To describe the prevalence, timing, and quality of documented SI conversations and evaluate their focus on patient goals/priorities.


Thirty-three patients with GBM enrolled in the control group of a randomized controlled trial of a communication intervention and were followed for 2 years or until death. At baseline, all patients answered a validated question about preferences for life-extending versus comfort-focused care and completed a Life Priorities Survey about their goals/priorities. In this secondary analysis, retrospective chart review was performed for 18 patients with GBM who died. Documented SI conversations were systematically identified and evaluated using a codebook reflecting 4 domains: prognosis, goals/priorities, end-of-life planning, and life-sustaining treatments. Patient goals/priorities were compared to documentation.
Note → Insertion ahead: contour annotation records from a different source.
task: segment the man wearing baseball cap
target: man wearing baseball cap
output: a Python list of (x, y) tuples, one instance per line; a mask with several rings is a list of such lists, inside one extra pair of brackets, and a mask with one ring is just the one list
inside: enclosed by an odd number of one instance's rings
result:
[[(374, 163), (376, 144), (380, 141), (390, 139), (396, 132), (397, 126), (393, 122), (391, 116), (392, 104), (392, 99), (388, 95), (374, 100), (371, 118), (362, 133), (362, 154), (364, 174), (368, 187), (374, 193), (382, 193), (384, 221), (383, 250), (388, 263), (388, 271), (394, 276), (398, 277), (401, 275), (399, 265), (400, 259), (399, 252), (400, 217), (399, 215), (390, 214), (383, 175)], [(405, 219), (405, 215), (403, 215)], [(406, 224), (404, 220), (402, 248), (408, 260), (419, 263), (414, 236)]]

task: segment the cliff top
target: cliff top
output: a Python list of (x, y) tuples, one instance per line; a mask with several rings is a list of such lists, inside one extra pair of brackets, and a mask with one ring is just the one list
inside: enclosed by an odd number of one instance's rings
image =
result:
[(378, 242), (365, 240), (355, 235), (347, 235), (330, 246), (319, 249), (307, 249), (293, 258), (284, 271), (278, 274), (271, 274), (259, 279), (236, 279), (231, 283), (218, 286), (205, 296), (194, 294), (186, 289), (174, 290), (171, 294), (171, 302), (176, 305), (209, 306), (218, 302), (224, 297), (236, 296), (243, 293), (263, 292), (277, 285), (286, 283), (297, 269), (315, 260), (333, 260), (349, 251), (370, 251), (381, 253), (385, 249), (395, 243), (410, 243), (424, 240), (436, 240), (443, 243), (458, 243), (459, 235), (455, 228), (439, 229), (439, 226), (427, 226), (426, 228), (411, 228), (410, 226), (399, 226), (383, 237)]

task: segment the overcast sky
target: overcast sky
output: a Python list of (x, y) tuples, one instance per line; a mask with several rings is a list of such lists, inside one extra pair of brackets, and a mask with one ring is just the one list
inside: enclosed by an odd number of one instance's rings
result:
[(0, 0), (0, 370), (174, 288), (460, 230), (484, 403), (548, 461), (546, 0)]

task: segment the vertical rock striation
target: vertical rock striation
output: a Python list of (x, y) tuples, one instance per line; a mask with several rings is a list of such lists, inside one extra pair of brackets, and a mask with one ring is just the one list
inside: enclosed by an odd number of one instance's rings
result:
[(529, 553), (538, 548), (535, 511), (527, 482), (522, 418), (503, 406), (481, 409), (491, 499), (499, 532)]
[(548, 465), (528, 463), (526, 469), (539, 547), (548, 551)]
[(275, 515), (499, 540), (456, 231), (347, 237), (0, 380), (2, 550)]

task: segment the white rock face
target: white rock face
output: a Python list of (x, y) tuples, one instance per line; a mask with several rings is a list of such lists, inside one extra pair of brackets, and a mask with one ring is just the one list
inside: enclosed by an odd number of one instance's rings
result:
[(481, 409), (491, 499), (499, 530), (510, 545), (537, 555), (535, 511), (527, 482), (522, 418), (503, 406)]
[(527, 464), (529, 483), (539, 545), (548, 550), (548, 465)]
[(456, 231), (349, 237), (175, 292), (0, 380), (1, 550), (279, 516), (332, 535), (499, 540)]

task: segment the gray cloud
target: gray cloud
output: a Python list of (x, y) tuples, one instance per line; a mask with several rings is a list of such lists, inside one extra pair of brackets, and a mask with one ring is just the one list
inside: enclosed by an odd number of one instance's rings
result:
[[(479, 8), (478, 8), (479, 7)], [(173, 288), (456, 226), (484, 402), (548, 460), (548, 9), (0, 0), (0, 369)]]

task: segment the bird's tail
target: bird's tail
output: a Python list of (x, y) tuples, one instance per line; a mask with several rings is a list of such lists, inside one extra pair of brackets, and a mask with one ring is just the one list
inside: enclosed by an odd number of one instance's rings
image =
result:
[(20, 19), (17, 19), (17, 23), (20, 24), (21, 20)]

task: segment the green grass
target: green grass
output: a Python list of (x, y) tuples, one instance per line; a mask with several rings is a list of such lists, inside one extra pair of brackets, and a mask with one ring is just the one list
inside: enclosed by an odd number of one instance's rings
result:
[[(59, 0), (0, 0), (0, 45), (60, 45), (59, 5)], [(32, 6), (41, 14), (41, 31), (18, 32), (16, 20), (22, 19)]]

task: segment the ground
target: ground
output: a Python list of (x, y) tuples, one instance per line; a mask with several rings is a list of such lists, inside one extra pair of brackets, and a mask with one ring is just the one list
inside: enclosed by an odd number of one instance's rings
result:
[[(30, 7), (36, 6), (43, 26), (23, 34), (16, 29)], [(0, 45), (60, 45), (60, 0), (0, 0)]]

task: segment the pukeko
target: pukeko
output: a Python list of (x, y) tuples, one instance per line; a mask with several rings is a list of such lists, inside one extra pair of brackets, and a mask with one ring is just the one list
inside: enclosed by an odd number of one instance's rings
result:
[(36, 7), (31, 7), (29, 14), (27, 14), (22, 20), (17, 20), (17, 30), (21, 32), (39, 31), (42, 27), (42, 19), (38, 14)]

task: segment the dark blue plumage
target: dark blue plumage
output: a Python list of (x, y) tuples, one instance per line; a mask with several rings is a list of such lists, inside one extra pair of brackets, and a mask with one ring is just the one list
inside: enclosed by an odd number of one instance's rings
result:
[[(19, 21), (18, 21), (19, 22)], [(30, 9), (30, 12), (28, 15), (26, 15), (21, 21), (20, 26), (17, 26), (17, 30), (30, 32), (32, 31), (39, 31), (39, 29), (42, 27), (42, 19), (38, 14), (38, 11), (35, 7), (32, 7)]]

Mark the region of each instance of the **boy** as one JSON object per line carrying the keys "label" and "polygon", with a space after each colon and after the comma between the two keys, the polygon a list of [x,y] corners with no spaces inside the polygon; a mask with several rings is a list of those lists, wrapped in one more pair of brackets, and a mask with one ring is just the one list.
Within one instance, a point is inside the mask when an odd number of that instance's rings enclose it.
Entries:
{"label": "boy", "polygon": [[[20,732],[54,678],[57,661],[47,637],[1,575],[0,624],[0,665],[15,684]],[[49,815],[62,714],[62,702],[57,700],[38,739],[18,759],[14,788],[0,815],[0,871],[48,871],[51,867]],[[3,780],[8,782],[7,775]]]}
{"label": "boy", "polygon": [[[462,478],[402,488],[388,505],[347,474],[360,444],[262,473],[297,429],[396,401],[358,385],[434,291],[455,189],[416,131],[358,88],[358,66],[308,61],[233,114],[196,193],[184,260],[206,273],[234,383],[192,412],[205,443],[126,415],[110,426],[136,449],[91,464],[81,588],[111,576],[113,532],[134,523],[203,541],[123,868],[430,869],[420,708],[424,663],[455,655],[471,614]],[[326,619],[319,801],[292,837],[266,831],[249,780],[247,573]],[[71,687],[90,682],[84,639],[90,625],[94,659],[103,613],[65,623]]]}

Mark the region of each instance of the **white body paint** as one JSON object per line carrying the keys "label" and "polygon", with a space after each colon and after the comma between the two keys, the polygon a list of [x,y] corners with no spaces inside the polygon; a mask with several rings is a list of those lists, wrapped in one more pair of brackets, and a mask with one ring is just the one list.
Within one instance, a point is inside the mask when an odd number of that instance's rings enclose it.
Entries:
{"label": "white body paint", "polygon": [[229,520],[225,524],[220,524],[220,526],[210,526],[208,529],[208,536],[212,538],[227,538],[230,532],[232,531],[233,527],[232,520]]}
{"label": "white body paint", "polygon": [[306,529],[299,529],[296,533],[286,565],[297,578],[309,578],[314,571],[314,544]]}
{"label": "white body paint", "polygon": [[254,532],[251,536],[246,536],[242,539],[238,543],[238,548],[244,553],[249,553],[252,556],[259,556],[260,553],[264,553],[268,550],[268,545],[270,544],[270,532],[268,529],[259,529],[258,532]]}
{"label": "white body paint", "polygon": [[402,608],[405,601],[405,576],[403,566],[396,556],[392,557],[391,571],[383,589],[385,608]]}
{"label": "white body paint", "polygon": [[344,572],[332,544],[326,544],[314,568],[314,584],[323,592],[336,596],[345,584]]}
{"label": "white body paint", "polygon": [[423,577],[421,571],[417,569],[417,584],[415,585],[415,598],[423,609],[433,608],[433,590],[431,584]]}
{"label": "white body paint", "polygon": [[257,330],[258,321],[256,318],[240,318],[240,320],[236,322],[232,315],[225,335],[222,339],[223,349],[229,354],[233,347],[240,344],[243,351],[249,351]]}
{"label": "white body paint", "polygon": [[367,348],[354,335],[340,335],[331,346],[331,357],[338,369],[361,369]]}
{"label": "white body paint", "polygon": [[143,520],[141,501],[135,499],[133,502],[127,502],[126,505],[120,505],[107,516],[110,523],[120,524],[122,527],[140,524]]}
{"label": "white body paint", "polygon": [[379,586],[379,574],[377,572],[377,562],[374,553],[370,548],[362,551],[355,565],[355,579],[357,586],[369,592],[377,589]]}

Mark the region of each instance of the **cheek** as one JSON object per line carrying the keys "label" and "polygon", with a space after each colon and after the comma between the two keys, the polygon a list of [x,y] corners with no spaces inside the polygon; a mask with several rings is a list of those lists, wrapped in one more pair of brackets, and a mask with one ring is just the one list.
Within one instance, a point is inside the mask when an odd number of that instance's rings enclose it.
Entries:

At baseline, 16 of 24 patients preferred life-extending care. In the Life Priorities Survey, goals/priorities most frequently ranked among the top 3 were “Live as long as possible,” “Be mentally aware,” “Provide support for family,” “Be independent,” and “Be at peace.” Fifteen of 18 patients had at least 1 documented SI conversation (range: 1-4). Median timing of the first documented SI conversation was 84 days before death (range: 29-231; interquartile range: 46-119). Fifteen patients had documentation about end-of-life planning, with “hospice” and “palliative care” most frequently documented. Five of 18 patients had documentation about their goals.


Patients with GBM had multiple goals/priorities with potential treatment implications, but documentation showed SI conversations occurred relatively late and infrequently reflected patient goals/priorities.